Thursday, July 30, 2015

How to Make it Hard to Get to Heaven

But the ruler of the synagogue answered with indignation, because Jesus had healed on the Sabbath; and he said to the crowd, ‘There are six days on which men ought to work; therefore come and be healed on them, and not on the Sabbath day.’”—Luke 13:14 (NKJV)

Cheater! Cheater! Jesus upstaged the ruler of the synagogue when He healed a crippled lady. Why else would he be mad that someone got healed? That’s what the synagogue leader was really saying. UNFAIR! The only way the synagogue ruler could think of to fix this was to call Jesus a rule breaker.

How much work do you think it took for a disabled woman to get back and forth to synagogue for eighteen years? It doesn’t sound like a “day of rest” for her. If people helped her by carrying her, was that considered work? Was everybody breaking the rules of the Sabbath making sure the woman got to the meeting? If so, not only did Jesus’ act of healing relieve her from the work it took to travel to synagogue, He also relieved her family and community members from the work it took to help.
Luke says this woman was suffering from a “disabling spirit.” When did this poor woman ever get to fully take the day of rest God provided for her? The Jews took the Sabbath so seriously they created all kinds of rules about what it means to rest. Their day of rest turned out to be another day of rule keeping, which is work! They loved rules more than people.

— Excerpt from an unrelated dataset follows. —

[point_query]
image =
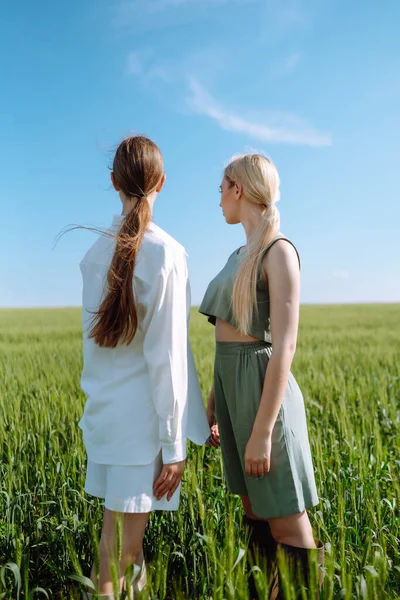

There are two metaphors Jesus uses. The first is a picture of the Pharisees strapping heavy burdens to those they lead. But the thing is, the leaders would never put their shoulders into the kind of work they laid on others.

The other metaphor Jesus uses is of the narrow road versus the wide road. The narrow leads to eternal life while the wide to destruction. This narrow road metaphor is the one the modern church uses to identify us. But, in an attempt to keep people on the straight and narrow, sometimes, in the spirit of the Pharisee strapping heavy loads on people, we make the path narrower than Jesus intended.

When representing Jesus, we need to remember that He wants there to be as much access to Him as possible. We can’t make rules to block or limit access to the One that heals.